Indexes¶
By extracting key features such as log fields and metric tags, indexes can associate feature values with raw data, enabling efficient retrieval and avoiding inefficient full scans.
After creating and managing multiple indexes, the system automatically archives log data into corresponding indexes based on preset filter conditions. At the same time, you can customize data storage policies for each index, effectively controlling and reducing storage costs while balancing data management flexibility and economic benefits.
Create¶
Guance supports creating or binding three types of indexes:
Index Type |
Definition | Core Features and Data Flow | Control Ownership |
|---|---|---|---|
| Log Index | The basic log storage unit in Guance. After log data is reported, the system automatically sorts and stores it into matching indexes based on preset rules (e.g., matching conditions, filters) | Rule-based automatic sorting Collector → Guance unified reception → sorting by rules → writing to target index |
Guance platform console (controlled by configuring index rules) |
| Direct Write Index | A write method where the collector directly specifies the target index name. Data bypasses the default sorting rules on the platform side and is written directly to the specified index | Direct write to specified target Collector (specifies index name) → direct write to target index |
Collector configuration (specified in DataKit or other collector configurations) |
| External Index | A cross-data source query integration feature provided by Guance. By binding authorization, an external data source (e.g., self-built ES) is mapped to a logically queryable index within the workspace | External data source binding and unified query Data is stored externally, Guance establishes query channels for retrieval |
External data source system (data ownership and storage management are external) |
When data is collected into Guance, the system will split and distribute it to indexes or forward it to other third-party systems based on rules, thereby improving data processing efficiency and meeting the needs of multi-path data distribution.
Manage¶
You can manage the index list through the following operations.
-
Disable index: Subsequent logs will no longer enter this index and will continue to match and flow into other indexes for storage. If no other index is matched, they will be saved in the default
defaultindex; -
Enable index: Subsequent logs will re-enter this index for storage.
Edit a created log index.
Changing the storage policy will delete the data in the index. Proceed with caution.

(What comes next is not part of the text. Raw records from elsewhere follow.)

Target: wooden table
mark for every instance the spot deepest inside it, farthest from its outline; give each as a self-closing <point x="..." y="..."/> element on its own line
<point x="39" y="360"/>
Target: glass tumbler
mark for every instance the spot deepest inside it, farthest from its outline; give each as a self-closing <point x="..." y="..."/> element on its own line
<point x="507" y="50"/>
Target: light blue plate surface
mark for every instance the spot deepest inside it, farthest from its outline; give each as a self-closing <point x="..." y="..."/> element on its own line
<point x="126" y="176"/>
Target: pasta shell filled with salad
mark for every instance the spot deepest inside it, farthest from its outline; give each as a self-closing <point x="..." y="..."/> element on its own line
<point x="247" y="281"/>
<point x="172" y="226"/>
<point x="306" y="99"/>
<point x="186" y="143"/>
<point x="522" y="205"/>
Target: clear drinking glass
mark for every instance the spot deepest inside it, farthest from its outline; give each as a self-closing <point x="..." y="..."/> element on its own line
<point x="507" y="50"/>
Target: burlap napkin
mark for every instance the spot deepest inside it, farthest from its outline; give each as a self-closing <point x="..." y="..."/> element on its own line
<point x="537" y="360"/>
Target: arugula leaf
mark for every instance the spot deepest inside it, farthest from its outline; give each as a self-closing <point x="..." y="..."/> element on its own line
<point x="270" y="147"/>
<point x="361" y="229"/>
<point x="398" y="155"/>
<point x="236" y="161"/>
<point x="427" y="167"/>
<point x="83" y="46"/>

Click to view all operation logs for this index.
Click the icon to delete a created index.
-
After deletion, the log data in this index will also be deleted. If no other index is matched, subsequently reported log data will be saved in the default index
default; -
If the deleted index has been authorized for querying by other workspaces, the other workspace will no longer be able to query this index after deletion;
-
After deleting a log index, you can create an index with the same name as needed.
Click the icon to drag created log indexes up or down.
Logs flow into the first matched index. Changing the index order may alter the log flow.